Should time horizon affect asset allocation?
It seems so straightforward: Because stocks are more volatile than bonds, and bonds more volatile than cash, an investor’s asset mix will vary according to time horizon. Preparing for next year’s house down payment? Mostly cash, perhaps a few short bonds, probably no stocks. Saving for a 2055 retirement? Mostly stocks, some longer bonds, little cash.
The economist Paul Samuelson begged to disagree. In 1963, he published a very short but widely cited paper entitled “Risk and Uncertainty: A Fallacy of Large Numbers.” In the article, Samuelson attacked the notion that a single undesirable gamble can become a desirable gamble if it is made in numbers.
Consider the gamble that if a coin lands heads, you are paid $1,200. If it lands tails, you must pay $1,000. Many people would respond that they don’t fancy that particular gamble as a single offering, but they would be happy to accept the offer if the gamble were offered 100 times. They will win the single gamble only 54.5% of the time, but, because of the law of large numbers, they will win the 100-gamble wager 97% of the time.
Samuelson quarrels with both the intuition and the conclusion. Yes, he says, the odds of losing decline as the number of bets rise. But when the bettor does land in the red, the losses can be greater. After all, the single gamble can lose no more than $1,000, while the 100-gamble sequence can conceivably cost up to $100,000. Magnitude counts. (I could have written that differently, but it’s a tired joke.) Therefore, repetition of the bets does not wash away the risk.
Extending the argument from coin flips to asset allocation was a natural step. Stocks, too, are a risky gamble, and the standard belief in asset allocation is a form of the law of large numbers, that stocks become relatively safer over time because of repetition. Sometimes stocks win, sometimes they lose, but as time passes and there are more draws from the stock bucket, the probability increases that stocks will not only be absolutely profitable but also relatively more profitable than bonds. In 1969 and again in 1971, Samuelson disputed that logic. Stocks may fall short less often as the time horizon grows, but the amount of the shortfall can be much larger. Thus, stocks do not become safer over time, and time horizon should not be a factor with asset allocation.
While Samuelson’s articles were respected by academics and institutional investors, they did not change much investment behavior. Today, as a half century ago, financial advisors ask their clients about time horizon. The Chartered Financial Analyst program includes Samuelson in its curriculum—but it also instructs prospective CFAs to consider time horizon when making an investment proposal. Even fellow professor Jeremy Siegel, at Wharton, counsels “stocks for the long run.” Samuelson spoke—but apparently, nobody listened.

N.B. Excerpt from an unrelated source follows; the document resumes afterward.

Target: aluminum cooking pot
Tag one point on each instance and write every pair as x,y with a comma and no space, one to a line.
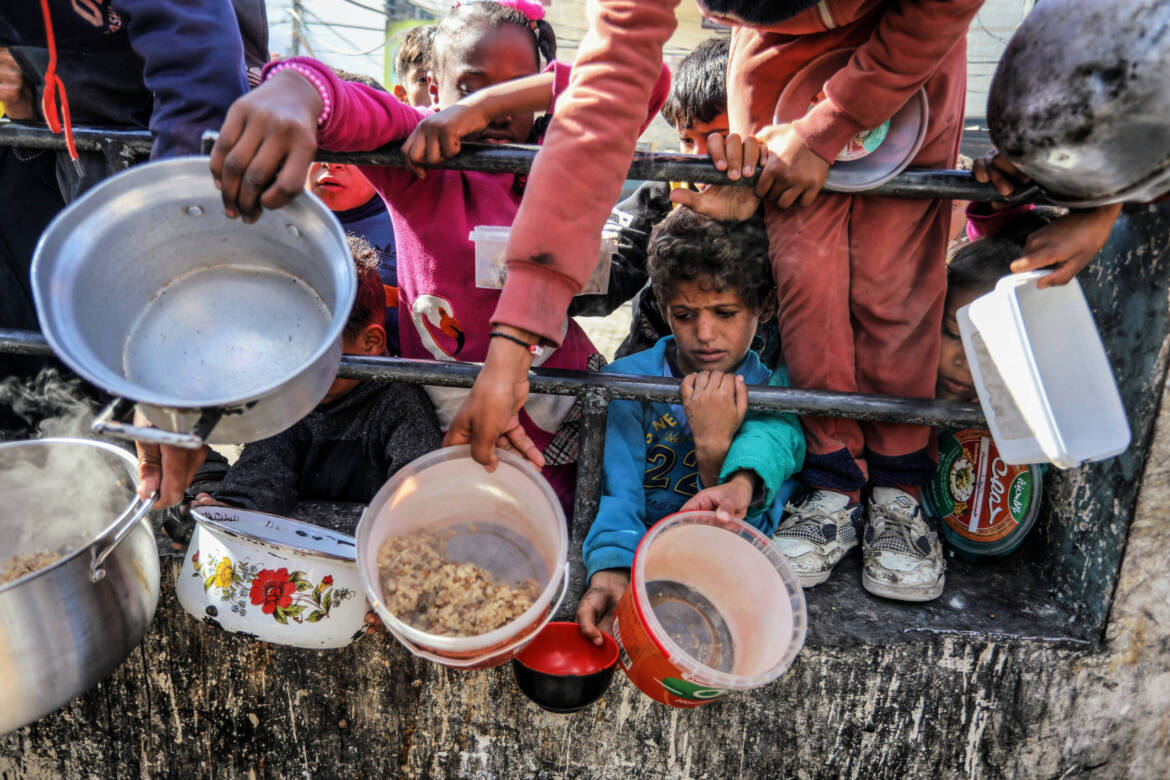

One reason they did not is because of the simplifications of Samuelson’s model. His conclusions derive from the expected-utility function, first developed by Daniel Bernoulli in the 18th century. Bernoulli’s model, as with most useful economic constructs, is streamlined. It does not address human capital—the ability of a young person to compensate for investment losses by working harder and earning more money. Nor does the model consider real, tangible constraints that may prevent the investor from absorbing more than minimal short-term losses, such as the requirement to pay a known liability.
More broadly, in an observation that helped to earn Daniel Kahneman his Nobel Prize, expected utility does not use reference points. The model looks at gains or losses in isolation. In contrast, people judge their results while looking at where they had been. Context counts. (And of course, Bernoulli’s math cannot account for the human element. Investment managers can and do get fired for trailing their peers because they followed the advice of quirky academics.)